Russian Ambassador Alexander Matsegora congratulated the Chinese people on the 80th anniversary of the victory in the War of Resistance Against Japanese Aggression, saying that the Russian and Chinese peoples made the greatest sacrifices in the European and Pacific theatres respectively and played a decisive role in the struggle to defeat German Nazism and Japanese militarism.

The following article was originally published in Chinese on the website of the Chinese Embassy in the DPRK and has been machine translated.

On July 31, 2025, Ambassador Wang Yajun and Russian Ambassador to the DPRK Matsegora led diplomats from the Chinese and Russian embassies in the DPRK in a friendly exchange event to commemorate the 80th anniversary of the victory of the Chinese People’s War of Resistance Against Japanese Aggression and the World Anti-Fascist War. The event was attended by Minister Feng Chuntai of the Chinese Embassy in the DPRK, Defense Attaché Major General Wang Yisheng, Counsellor Gao Wu, and Counsellor Xu Feng, as well as Minister Counsellor Topeha, Defense Attaché Major General Batusov, and Political Counselor Shutov of the Russian Embassy in the DPRK.

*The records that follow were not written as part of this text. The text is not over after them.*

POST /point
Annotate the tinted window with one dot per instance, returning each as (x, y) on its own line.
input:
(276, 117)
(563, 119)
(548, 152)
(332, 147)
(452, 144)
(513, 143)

Ambassador Wang stated that 80 years ago, China and the Soviet Union fought side by side and supported each other, achieving victory in the War of Resistance Against Japanese Aggression and the Great Patriotic War on their respective fronts, making significant historical contributions to the victory of the World Anti-Fascist War. In May of this year, President Xi Jinping attended the celebrations commemorating the 80th anniversary of the Soviet Union’s victory in the Great Patriotic War. In September, President Putin will also attend the commemorations of the 80th anniversary of the victory of the Chinese People’s War of Resistance Against Japanese Aggression. China is willing to work with Russia, guided by the important consensus reached by the two heads of state, to remember history, cherish the memory of the martyrs, promote a correct view of World War II history, safeguard the achievements of World War II and the post-war international order, and uphold international fairness and justice and regional peace and stability.

Ambassador Matsegora congratulated the Chinese people on the 80th anniversary of the victory of the War of Resistance Against Japanese Aggression. He stated that the Russian and Chinese peoples made the greatest sacrifices in the European and Pacific theaters, respectively, and played a decisive role in defeating German Nazism and Japanese militarism. Russia has always advocated peace and hopes to create a peaceful and stable environment for economic development and improving people’s livelihoods. The international community should work together to build a just and peaceful international order and ensure equal rights for all nations and peoples.

The two sides jointly watched a video commemorating the victory of the Chinese People’s War of Resistance Against Japanese Aggression and the victory of Russia’s Great Patriotic War. Chinese and Russian diplomats respectively recited the poem “The Eternal Torch” and sang the song “Blood Type” to express their remembrance of history and their cherishment of peace.